At this point, even a religious believer and a democratic optimist can't help feeling that Mr. Glaysher is getting ahead of himself--not to mention well ahead of most of the competing civilizations in the modern world--and by the time he gets to this--"Sooner or later the time will come, regalvanizing the United Nations..."--he begins to lose us a little. And this:
Slowly, gradually, a marvelous
world civilization will develop,
with a world Executive, supported by
an international force, guided by
the adjudications of a Supreme Tribunal,
serving the interests of all nations,
implementing the decisions
of a global Legislature, freely
elected by all the inhabitants
of the diverse but unified planet,
mirroring, however faintly, His Kingdom.
...is just too much. Surely God's purpose for us here on Earth can not be so mundane as to create a World Government? In fact, we have little reason to believe that God favors one kind of government over another.
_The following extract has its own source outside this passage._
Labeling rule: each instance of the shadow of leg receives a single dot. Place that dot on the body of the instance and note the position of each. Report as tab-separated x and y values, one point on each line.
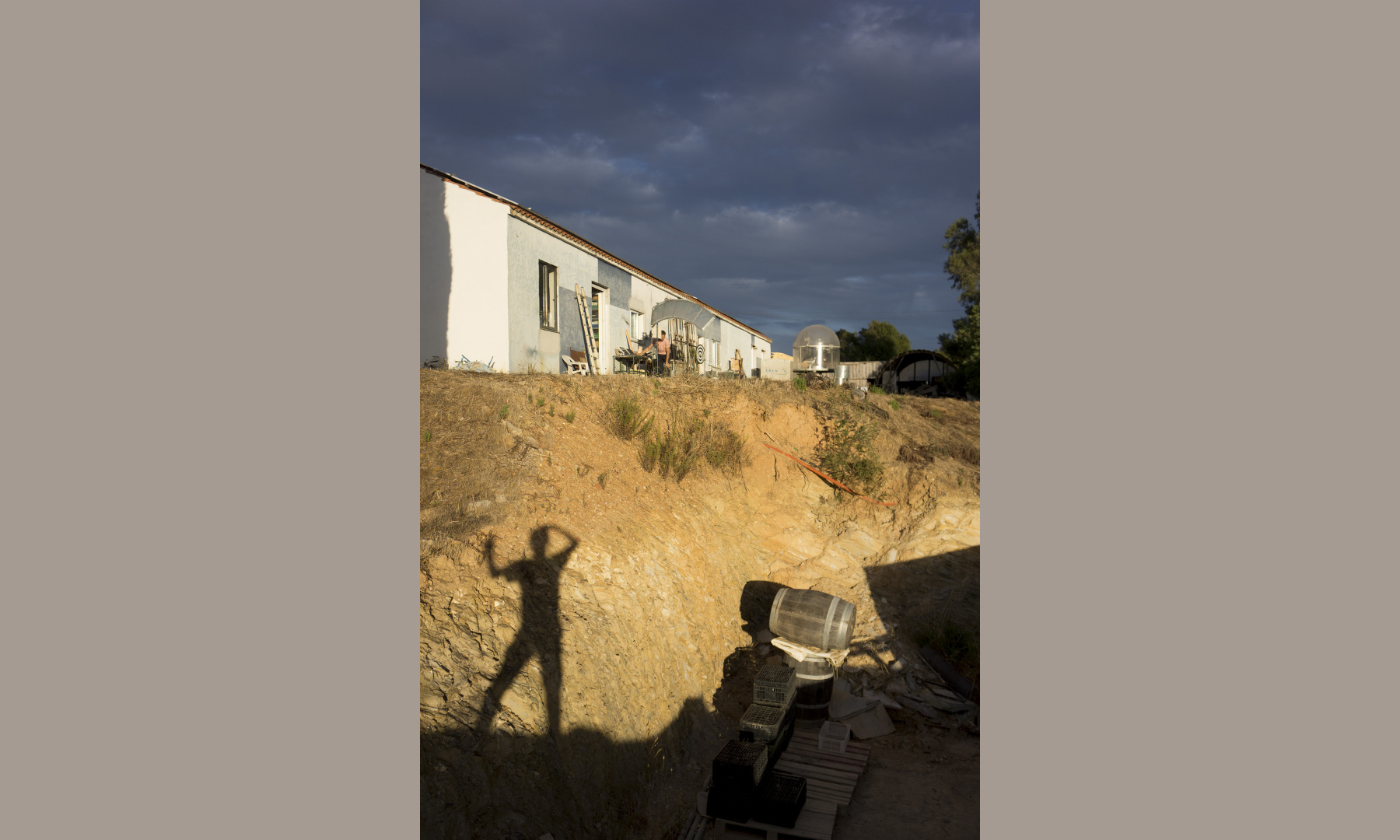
511	665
As Robert Kraynak has written in his excellent recent book,Christian Faith and Modern Democracy: God and Politics in the Fallen World:
The difficulty is that modern democracy's need for
a religious basis is no guarantee that one is readily available.
As disturbing
as it might be for modern believers to admit, the
critics of religion have a legitimate point: Christian faith is derived
from a
revealed book, the Bible, and from church traditions
that are not necessarily liberal or democratic in their teachings.
The
Christian notion of human dignity, for example,
is derived from the biblical idea that human beings are made in the image
and likeness of God. But it is not clear if
the Bible's idea of the divine image in man--the Imago Dei--entails
political notions
like democracy and human rights, in fact, many great
theologians of the past understood it to be compatible with kingship,
hierarchy, or authoritarian institutions.
The Christian view of human dignity is also qualified by a severe view
of human
sinfulness and by other difficult doctrines--such
as, divine election, the hierarchical authority of the church, and the
priority
of duties to God and neighbor over individual rights.
These doctrines are not always easy to square with democratic norms
of freedom and equality, nor are they easily discarded
without removing the core of Christian faith.
Thus, we must face the disturbing dilemma that
modern liberal democracy needs God, but God is not as liberal or as democratic
as we would like Him to be.
[Italics in original]
But from what I've read Mr. Glaysher is devoted to the cause of the United Nations--this seems a personal dream of his. And, since we can't know God's purposes, it's possible this could be one. At any rate, the poem closes well with an especially nice Baha'i prayer of self-abnegation:
"I bear witness, O my God, Thou hast
created me to know Thee and to worship Thee
I testify, at this moment, to my powerlessness
and to Thy might, to my poverty and to
Thy wealth. There is none other God but Thee,
the Help in Peril, the Self-Subsisting."
and with Peter Marsh's faith in God and in Man's future fully restored. He is once again reconciled to the "torment and struggle" of his life.
Mr. Glaysher writes with a genuine passion, with an obvious thrill at the play of ideas, and with an often compelling sense of purpose. Though I personally found the world government stuff to be dubious, the excesses seem excusable because I also happen to agree with nearly all of his analysis of how we got to where we are and to share his hope for a better tomorrow, one that remains within our grasp because of a combination of the universality of our God and of our political system. On balance the poem is very worthwhile reading and the middle section is just outstanding.